There are literate and readable modes, but you'll rarely have a chance to use them. As I'll explain later, if you want to read a file and then write to the same file, it's better to take a different approach.

File name

The file name can be specified as an absolute path or a relative path. The absolute path is the full name of the file, such as "c:\foo\bar\data.txt" (Windows) or "/foo/ba/data.txt" (Unix). ..

The relative path is the path from the current directory, and if the current directory is "c:\foo", the relative path will be something like "bar\data.txt" (Windows). Relative paths do not start with "\" or "/".

It is best to specify the file name with an absolute path. This is because if you move the current directory in your program, you may unintentionally point to a different file if it is a relative path. Also, if your program doesn't start from the command line, you may not know where the current directory is.

Regarding the file name delimiter, you can use the "/" delimiter even in Windows. Even if you write "c:/foo/bar/data.txt", the open function works correctly. Also, functions other than the open function that receive a file name will work correctly even if the delimiter is "/" (for example, unlink or glob).

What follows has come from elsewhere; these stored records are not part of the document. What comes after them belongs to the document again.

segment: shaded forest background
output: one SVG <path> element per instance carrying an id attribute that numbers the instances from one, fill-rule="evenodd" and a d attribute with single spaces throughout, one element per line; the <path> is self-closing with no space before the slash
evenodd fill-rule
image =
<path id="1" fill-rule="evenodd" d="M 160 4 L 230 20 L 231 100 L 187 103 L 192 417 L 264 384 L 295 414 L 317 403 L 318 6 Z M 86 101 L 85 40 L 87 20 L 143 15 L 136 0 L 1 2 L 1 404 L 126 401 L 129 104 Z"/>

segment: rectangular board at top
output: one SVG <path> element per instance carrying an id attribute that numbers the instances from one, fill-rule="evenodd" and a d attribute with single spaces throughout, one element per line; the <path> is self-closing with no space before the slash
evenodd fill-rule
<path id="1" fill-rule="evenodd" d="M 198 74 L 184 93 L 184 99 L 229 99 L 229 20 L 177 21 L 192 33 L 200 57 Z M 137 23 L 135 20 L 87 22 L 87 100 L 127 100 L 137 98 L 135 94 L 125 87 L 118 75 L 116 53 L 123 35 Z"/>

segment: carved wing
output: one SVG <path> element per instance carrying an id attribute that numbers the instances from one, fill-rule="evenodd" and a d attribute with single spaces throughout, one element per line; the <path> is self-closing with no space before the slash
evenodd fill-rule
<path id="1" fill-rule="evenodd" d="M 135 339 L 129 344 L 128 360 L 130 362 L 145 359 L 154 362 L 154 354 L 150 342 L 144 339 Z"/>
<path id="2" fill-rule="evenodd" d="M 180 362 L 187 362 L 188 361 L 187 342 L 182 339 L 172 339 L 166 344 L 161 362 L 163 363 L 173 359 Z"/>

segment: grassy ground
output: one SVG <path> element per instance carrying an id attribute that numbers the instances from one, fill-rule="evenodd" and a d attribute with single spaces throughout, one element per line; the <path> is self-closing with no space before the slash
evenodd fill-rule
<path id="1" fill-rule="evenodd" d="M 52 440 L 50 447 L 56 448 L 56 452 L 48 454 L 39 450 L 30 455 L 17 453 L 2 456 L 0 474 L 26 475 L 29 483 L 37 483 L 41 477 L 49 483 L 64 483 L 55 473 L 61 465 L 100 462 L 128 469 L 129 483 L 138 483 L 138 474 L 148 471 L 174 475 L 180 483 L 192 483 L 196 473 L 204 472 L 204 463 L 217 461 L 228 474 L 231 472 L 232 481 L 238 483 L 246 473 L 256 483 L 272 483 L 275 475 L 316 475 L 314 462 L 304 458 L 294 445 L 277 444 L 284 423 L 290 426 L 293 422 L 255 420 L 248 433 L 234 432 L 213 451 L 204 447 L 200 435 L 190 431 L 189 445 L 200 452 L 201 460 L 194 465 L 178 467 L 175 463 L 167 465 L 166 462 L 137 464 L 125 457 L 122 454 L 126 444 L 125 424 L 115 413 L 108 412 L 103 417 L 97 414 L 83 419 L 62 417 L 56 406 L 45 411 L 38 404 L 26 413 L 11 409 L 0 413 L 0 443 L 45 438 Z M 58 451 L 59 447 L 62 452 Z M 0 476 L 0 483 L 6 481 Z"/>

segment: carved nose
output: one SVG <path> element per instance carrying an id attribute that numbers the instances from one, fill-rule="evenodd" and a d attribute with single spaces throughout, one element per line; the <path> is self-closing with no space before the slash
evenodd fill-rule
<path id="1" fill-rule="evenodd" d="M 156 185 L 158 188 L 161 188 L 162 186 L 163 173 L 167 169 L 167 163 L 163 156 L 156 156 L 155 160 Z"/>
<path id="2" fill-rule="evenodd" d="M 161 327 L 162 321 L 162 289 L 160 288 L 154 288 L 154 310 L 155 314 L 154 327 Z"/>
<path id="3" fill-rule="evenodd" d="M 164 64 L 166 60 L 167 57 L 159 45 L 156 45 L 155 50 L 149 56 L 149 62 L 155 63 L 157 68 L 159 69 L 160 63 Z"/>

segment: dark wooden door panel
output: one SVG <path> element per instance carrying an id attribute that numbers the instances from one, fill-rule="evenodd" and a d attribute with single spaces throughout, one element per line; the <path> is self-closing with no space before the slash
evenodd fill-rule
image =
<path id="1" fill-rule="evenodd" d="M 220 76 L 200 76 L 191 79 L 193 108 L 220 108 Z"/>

How to use Japanese file names

You can use Japanese file names in Perl, but you must always specify the file name with the character code of each OS.

Save the source code in UTF-8 and add "use utf8 " at the beginning. Use the encode function to convert to the character code of each OS.

use utf8;
use Encode 'encode';

my $file = "aiueo";

# For Windows
open my $fh, '<', encode('cp932', $file);

# For Linux
open my $fh, '<', encode('UTF-8', $file);

# For Mac OS X
use Encode::UTF8Mac;
open my $fh, '<', encode('' utf-8-mac'', $file);

Note that Mac OS X is stored in a special UTF-8, not a simple UTF-8. Use Encode::UTF8Mac module.

The following explanation is detailed about the handling of Japanese.

Exception handling

If the file open fails, it means that the migration cannot do the right thing. Therefore, in general, it is necessary to notify that the file open has failed and terminate the program. In such a case, use the die function to raise an exception. Specify the message you want to notify in the first argument of the die function.

die message;

If the file open fails, the following message will be displayed. A message is displayed that includes the line number where the exception occurred.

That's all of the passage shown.